My eldest cousin spoke touchingly of his dream; to have the four of us cousins, our four collective children and our one remaining parent (mine) all together in a room. To just be together like that. He spoke so wistfully it made my heart ache. I have many friends who see their entire families every Christmas, every wedding, every funeral. I’ve met my cousins only a handful of times through my life, divided as we are by continents and expensive flight routes. I wish I were of more use to them, lame as I am with my poor grasp of language; my alien career choice; my bizarre hometown; my youth and naivety; my sincere unknowing of life.
My eldest cousin noted the similarities between all of us cousins. We are all independent, almost to the point of being loners. We are all sensitive listeners who try and help everyone out, but none of us are any good at asking for or accepting help of our own. We are actually terrible at accepting help: quick to retreat, happy to analyse our problems in solitude. We don’t like letting people in. We are all pretty laid-back about the trials of day to day life, saving ourselves for the bigger dramas. The kind of dramas that brew up over a lifetime because nobody knew what to do. The kind of crisis that can cause the rest of the family to dash across the globe and throw their best of intentions at; well-meaning but rashly executed.
I don’t really know what the role of family is. People to teach you, to support you, people who know you best, people who cared about you unconditionally? These aren’t really things I associate with my family. My local family is just me and my parents; three people with a backlog of misunderstandings and confusing geography. With the rest of my family, I know we are all similar people but we’re just too far away – and there’s not enough to go on, not enough to be getting on with.
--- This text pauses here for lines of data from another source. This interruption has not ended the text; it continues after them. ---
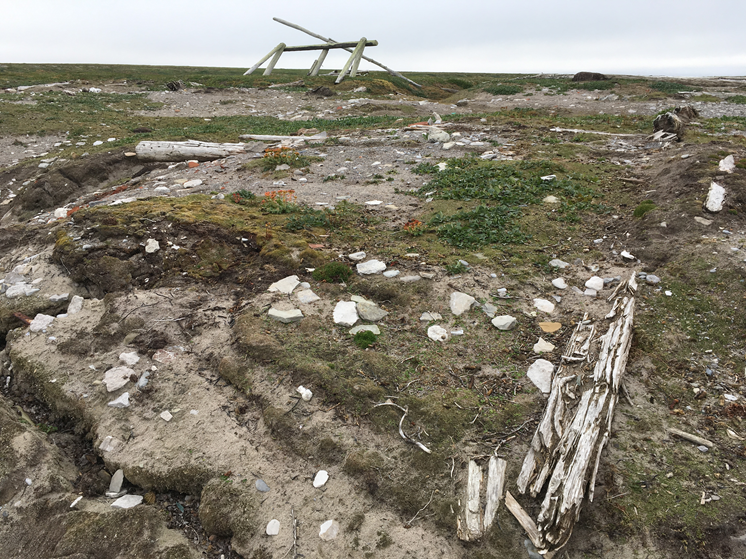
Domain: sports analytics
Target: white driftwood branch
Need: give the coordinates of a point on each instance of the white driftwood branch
(184, 151)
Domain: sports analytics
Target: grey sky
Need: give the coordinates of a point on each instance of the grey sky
(645, 37)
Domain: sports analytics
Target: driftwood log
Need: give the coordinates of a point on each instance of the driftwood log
(185, 151)
(566, 448)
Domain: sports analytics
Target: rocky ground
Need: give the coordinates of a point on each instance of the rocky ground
(160, 319)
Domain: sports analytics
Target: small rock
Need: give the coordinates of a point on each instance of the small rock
(322, 476)
(370, 267)
(543, 346)
(437, 333)
(345, 313)
(76, 305)
(540, 373)
(461, 302)
(116, 378)
(329, 530)
(559, 283)
(504, 322)
(127, 502)
(273, 527)
(285, 285)
(544, 306)
(286, 317)
(122, 402)
(129, 358)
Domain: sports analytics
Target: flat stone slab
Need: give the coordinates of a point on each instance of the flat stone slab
(286, 317)
(504, 322)
(370, 267)
(285, 285)
(540, 373)
(345, 313)
(116, 378)
(461, 302)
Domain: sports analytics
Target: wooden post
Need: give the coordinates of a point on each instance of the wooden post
(263, 60)
(317, 65)
(355, 54)
(275, 58)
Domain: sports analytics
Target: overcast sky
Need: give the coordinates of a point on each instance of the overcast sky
(642, 37)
The attributes of family are instead are the things I associate with my friends. It’s my friends who lift me up, it’s my friends who enlighten me, it’s my friends who support me. Why is that? Is it the age I am and the society I live in? Is it because I see my family so little? Is it because my family and I share the same flaws and therefore cannot look after each other properly? The same cracks in alternate mirrors, the same blots on our differing landscapes. It’s difficult to say.